Ink as Predatory Tactic


Staff member
Moderator (Staff)
Sep 4, 2006
Cape Coral, FL
Japanese pygmy squid (Idiosepius paradoxus) use ink for predation as well as for defence

Inking is one of the defensive tactics in cephalopods. By observing the predatory behaviours of Japanese pygmy squid (Idiosepius paradoxus) towards three crustacean prey species (Neomysis intermedia, Latreutes acicularis, and Palaemon serrifer), we found that ink is also used for predation. Inking behaviour during predation was observed 17 times in 322 trials.

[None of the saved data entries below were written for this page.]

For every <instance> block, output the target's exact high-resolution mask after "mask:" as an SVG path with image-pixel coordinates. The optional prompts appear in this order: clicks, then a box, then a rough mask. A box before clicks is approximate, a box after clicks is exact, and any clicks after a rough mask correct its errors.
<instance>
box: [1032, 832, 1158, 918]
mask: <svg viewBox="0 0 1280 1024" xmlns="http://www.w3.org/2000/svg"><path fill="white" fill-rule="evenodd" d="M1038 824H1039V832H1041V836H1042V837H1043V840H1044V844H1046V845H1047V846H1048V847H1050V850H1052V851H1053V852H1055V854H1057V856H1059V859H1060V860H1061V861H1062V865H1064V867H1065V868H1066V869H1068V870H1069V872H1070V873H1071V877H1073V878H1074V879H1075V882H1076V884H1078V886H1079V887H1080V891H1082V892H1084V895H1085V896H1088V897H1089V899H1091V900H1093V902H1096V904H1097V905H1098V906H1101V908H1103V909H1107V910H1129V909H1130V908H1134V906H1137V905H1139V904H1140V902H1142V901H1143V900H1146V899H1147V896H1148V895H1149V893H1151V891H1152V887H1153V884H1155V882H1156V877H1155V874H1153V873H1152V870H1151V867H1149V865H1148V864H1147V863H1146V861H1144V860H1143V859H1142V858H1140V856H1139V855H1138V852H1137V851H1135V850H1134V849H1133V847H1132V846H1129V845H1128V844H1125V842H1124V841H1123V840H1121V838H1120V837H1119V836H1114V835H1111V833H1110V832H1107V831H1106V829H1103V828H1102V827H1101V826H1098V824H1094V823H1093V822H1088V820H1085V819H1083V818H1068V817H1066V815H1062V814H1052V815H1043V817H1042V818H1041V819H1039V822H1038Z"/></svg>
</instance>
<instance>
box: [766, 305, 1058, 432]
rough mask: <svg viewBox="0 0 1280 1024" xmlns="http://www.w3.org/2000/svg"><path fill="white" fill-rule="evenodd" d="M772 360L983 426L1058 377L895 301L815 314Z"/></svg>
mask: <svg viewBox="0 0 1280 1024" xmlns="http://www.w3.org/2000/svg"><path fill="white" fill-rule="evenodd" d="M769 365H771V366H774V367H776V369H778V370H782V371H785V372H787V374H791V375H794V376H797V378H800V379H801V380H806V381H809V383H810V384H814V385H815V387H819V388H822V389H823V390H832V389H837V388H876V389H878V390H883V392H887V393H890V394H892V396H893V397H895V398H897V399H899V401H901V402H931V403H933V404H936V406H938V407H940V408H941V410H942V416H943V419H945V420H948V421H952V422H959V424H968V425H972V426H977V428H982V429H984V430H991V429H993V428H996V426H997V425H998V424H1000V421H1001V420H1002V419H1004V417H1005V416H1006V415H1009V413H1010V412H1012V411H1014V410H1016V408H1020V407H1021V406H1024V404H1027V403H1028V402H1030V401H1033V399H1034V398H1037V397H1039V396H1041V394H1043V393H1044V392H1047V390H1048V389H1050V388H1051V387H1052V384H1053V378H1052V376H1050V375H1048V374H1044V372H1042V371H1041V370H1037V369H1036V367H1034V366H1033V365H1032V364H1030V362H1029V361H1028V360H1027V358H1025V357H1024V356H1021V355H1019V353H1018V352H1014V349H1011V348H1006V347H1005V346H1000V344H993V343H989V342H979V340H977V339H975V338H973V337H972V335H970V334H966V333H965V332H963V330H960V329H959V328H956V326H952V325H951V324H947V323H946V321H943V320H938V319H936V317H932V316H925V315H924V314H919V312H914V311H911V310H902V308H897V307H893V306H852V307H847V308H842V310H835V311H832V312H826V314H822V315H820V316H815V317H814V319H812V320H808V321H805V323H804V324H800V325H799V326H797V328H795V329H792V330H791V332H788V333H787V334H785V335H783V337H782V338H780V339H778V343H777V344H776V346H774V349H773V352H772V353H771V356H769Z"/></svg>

Squid successfully attacked prey after inking in 13 cases (8 trials with L. acicularis and 5 trials with P. serrifer). Ink was never used to attack N. intermedia despite the fact that this was the most commonly captured prey. Ink use during attacks can be divided into two types: (1) squid release ink between themselves and the prey and then attack through the ink cloud, and (2) squid release ink away from the prey and then attack from another direction. The success rate of ink attacks differed significantly between the two prey species on which ink attacks were made.
Yeah, really cool! Some molluscan ink (I'm thinking of sea hares) is used to dull the olfactory senses of crustaceans (predatory lobsters in this example), so not too much of a stretch to use it for hunting crustaceans as well!